Managing Graeme Smith

2011-10-22 00:00

THERE is an old English proverb that says everything has its time. This saying is an allusion the verse in the Book of Ecclesiastes which talks about the nature of things.

And there is no industry in the world where this saying is more pertinent then in sports, and with the recent commings and goings in South African sports, it seems that we are really taking this maxim to heart.

But amid all the hustle and bustle there is one person who seems to have weathered the storm and still finds a place of prominence in South African sporting lore.

For a number of years now, South African Test captain Graeme Smith has been under intense scrutiny, with many feeling that he has lost his form and is excess baggage in the Test squad rather than a certifiable asset.

Calls for his head gained momentum after former Protea top order batsman Herschelle Gibbs made some startling revelations about the inner workings of the Protea team under Smith. One of the major allegations levelled by Gibbs is that Smith held too much power within the national set-up.

Although the calls for a changing of the guard were significant, they were not enough, and Smith led the Proteas into their disastrous 2011 Cricket World Cup campaign. There he had a poor tournament with the bat, his highest score being 45 against the West Indies and Bangladesh.

These performances did nothing to quiet the critics of Smith, and the nail in the coffin for the former limited over’s captain was his apparent desertion of the South African team on their return back home.

While the rest of the team returned to face the local media, Smith jetted off to Ireland to formalise his engagement to Morgan Dean, now his wife.

Smith has now been stripped of the captaincy of the country’s limited-over sides, but is still the captain of the Test team, and one feels that it is only a matter of time before AB de Villiers gets given that role as well. Where then does this leave Smith?

The man’s average of 49,7 in Tests speaks volumes, but when last has he batted to this average?

He scored a century in the first innings of the Test against Pakistan in Dubai in November 2010; before that he scored 132 in the first innings of the Test against the West Indies at Warner Park, St Kitts, in June 2010.

In 2010 Smith scored four centuries, often at times under pressure in the last game of a series where there was everything to play for. Again, in 2008 he scored four centuries, one of which was against Australia at the Waca on a successful South African tour.

Is there still a place though for Smith in what is being seen as a new dawn for South African cricket under Gary Kirsten?

What will be interesting to see is how a person like Smith, who has a Type A personality and likes to be in control, will adjust to life not in charge of the limited-overs team.

Many captains have had this done to them before and have actually thrived when the pressure of the nation was removed from their shoulders.

And Smith’s experience will only benefit players like De Villiers and Hashim Amla who are adjusting to their new roles as national captain.

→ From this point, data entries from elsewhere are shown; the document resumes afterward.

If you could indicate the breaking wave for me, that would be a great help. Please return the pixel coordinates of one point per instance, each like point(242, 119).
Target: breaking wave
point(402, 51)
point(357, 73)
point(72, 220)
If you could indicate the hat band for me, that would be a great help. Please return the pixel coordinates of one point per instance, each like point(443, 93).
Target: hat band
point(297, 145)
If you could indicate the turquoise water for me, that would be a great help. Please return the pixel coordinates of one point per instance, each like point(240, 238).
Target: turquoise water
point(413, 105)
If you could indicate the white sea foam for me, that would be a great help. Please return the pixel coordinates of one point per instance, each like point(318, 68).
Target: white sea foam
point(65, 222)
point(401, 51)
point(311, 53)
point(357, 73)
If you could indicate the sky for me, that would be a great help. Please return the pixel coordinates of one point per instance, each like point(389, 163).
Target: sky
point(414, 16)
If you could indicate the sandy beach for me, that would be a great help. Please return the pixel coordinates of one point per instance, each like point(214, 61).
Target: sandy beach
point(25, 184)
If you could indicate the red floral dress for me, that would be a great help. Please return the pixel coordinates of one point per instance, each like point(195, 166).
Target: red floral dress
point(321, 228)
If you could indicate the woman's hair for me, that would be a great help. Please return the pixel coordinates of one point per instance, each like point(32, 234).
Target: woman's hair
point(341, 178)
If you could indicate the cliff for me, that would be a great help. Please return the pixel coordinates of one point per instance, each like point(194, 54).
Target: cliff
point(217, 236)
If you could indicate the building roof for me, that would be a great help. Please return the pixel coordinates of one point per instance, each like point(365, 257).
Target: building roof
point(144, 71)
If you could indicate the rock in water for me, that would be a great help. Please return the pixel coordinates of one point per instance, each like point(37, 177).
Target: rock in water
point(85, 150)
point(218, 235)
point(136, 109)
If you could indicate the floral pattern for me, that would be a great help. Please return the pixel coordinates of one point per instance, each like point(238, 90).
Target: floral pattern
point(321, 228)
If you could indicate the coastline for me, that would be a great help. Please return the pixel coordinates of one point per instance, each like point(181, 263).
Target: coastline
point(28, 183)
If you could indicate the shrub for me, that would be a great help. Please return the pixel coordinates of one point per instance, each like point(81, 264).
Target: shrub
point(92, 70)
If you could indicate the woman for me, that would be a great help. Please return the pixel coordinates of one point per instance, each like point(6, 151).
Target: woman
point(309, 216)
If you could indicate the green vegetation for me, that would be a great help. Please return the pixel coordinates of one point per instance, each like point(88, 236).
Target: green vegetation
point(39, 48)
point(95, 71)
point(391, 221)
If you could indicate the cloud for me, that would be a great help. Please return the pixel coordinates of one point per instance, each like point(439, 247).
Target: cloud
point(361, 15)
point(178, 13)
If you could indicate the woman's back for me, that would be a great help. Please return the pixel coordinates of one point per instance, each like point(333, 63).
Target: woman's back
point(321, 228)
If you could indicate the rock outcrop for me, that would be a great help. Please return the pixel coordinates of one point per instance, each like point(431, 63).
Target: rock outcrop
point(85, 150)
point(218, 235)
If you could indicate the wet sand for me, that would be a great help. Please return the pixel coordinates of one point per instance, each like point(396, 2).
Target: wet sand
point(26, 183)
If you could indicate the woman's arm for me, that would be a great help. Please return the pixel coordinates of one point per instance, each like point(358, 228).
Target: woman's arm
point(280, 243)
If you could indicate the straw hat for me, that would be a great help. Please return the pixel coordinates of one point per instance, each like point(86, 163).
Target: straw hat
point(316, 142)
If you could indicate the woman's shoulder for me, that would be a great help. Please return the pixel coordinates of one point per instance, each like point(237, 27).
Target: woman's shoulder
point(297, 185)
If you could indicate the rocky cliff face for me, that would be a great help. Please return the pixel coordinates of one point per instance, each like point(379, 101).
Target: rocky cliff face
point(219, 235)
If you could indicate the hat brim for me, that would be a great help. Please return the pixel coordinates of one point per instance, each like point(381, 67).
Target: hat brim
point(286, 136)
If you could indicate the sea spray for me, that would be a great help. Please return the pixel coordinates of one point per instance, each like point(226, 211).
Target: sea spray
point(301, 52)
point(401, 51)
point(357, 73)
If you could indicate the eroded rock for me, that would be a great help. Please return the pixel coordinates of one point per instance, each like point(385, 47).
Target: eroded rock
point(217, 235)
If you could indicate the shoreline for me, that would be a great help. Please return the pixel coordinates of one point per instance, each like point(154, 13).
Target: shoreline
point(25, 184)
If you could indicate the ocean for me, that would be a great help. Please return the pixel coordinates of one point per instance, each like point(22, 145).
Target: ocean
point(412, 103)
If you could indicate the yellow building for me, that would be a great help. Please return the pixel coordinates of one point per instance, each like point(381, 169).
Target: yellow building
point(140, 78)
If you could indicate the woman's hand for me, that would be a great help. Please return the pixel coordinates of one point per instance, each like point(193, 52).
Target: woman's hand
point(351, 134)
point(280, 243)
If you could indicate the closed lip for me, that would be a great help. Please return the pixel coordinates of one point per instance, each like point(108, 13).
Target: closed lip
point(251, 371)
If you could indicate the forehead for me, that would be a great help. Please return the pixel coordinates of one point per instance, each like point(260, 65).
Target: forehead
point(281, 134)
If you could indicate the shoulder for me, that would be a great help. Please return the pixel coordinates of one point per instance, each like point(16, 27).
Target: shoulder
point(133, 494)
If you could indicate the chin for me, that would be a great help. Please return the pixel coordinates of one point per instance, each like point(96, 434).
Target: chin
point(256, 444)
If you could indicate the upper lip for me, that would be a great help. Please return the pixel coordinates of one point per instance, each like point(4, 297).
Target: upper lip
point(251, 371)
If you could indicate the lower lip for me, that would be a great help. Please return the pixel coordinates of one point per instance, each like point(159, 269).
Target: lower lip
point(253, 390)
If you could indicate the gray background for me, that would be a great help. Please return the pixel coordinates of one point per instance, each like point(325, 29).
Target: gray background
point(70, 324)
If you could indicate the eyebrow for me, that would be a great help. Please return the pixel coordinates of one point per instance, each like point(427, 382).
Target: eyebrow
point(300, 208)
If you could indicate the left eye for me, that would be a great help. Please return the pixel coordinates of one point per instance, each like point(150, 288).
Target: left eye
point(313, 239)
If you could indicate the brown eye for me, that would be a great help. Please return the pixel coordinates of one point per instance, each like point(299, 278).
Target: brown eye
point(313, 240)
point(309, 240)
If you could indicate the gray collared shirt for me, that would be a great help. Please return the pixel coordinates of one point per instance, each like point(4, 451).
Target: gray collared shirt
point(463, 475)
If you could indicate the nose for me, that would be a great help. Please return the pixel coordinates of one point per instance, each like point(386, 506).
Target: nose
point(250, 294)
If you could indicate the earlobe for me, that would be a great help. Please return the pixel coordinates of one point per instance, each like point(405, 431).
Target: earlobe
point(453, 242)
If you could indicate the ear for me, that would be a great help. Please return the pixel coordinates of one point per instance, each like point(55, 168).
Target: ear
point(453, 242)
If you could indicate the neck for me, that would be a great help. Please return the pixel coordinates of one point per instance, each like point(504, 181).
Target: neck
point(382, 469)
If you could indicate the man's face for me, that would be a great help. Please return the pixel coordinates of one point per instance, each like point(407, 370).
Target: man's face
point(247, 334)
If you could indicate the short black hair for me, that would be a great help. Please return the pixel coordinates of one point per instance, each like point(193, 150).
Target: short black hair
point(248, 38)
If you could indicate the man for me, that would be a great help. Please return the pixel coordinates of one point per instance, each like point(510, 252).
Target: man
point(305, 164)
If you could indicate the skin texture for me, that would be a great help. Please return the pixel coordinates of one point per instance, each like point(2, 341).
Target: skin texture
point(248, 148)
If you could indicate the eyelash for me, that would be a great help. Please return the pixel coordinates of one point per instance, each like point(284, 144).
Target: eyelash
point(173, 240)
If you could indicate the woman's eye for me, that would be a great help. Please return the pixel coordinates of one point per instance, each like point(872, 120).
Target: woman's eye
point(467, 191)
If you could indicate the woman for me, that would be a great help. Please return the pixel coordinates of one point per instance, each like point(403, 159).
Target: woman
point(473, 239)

What is key to note is that he is still the Test captain, and while he is that his place is relatively safe. And as long as he is contributing meaning to the team in the form of runs, there is no reason to drop him. And this is currently the case.

As pointed out, he scored runs in 2008 and in 2010; in fact, the only lean years for Smith were between 2006 and 2007 where he never scored a century and 2009 where he never scored above 75.

But there are aspects of Smith’s game which frustrate many fans and have for many years stoked the fire in the anti-Smith camp.

One such aspect is the fact that although Smith has been the captain of the Test team since 2003 he still has not grasped the art of the perfect declaration.

In 2010 South Africa had an opportunity to get revenge against England when they toured South Africa. After a drawn Test at Centurion Park in Pretoria, and a loss to England at Kingsmead, South Africa had to win in Cape Town in order to level the series and force a play-off at the Wanderers in the last test. After a disappointing first innings batting effort, South Africa were in a good position at lunch on the third day of the Test.

Smith should have declared then and given England a total that they felt comfortable chasing. However, many felt that Smith was batting for personal glory rather than for the team and he declared the innings on 447, which effectively killed the game as a contest because the English batsmen were content to pad up and bat for the draw.

Smith’s perceived arrogance is also a sore point for his detractors. Long before Gibbs made his allegations about Smith in his autobiography To the Point, there was a feeling amongst the public that the true power within the Protea camp lay with Smith rather than with coaches and management. Some even went so far as to allege former Protea coach Mickey Arthur left his post because of a personality clash with Smith.

While Smith’s value to the team is still inherent, he needs to make hay while the sun shines, but he does have a dominant personality that needs special management.

If Kirsten cannot achieve this, then no one will. Kirsten has the best experience in the world in managing players with dominant personalities; under his watch as coach of India he had Virender Sehwag, Sachin Tendulkar, Mahendra Singh Dhoni and Harbhajan Singh in his team.

The question is, when will Smith go, and how will he go? Will he do the honourable thing and retire from the game while his average is up, or will the top brass at Cricket South Africa have to drop him and surrender him into forced retirement?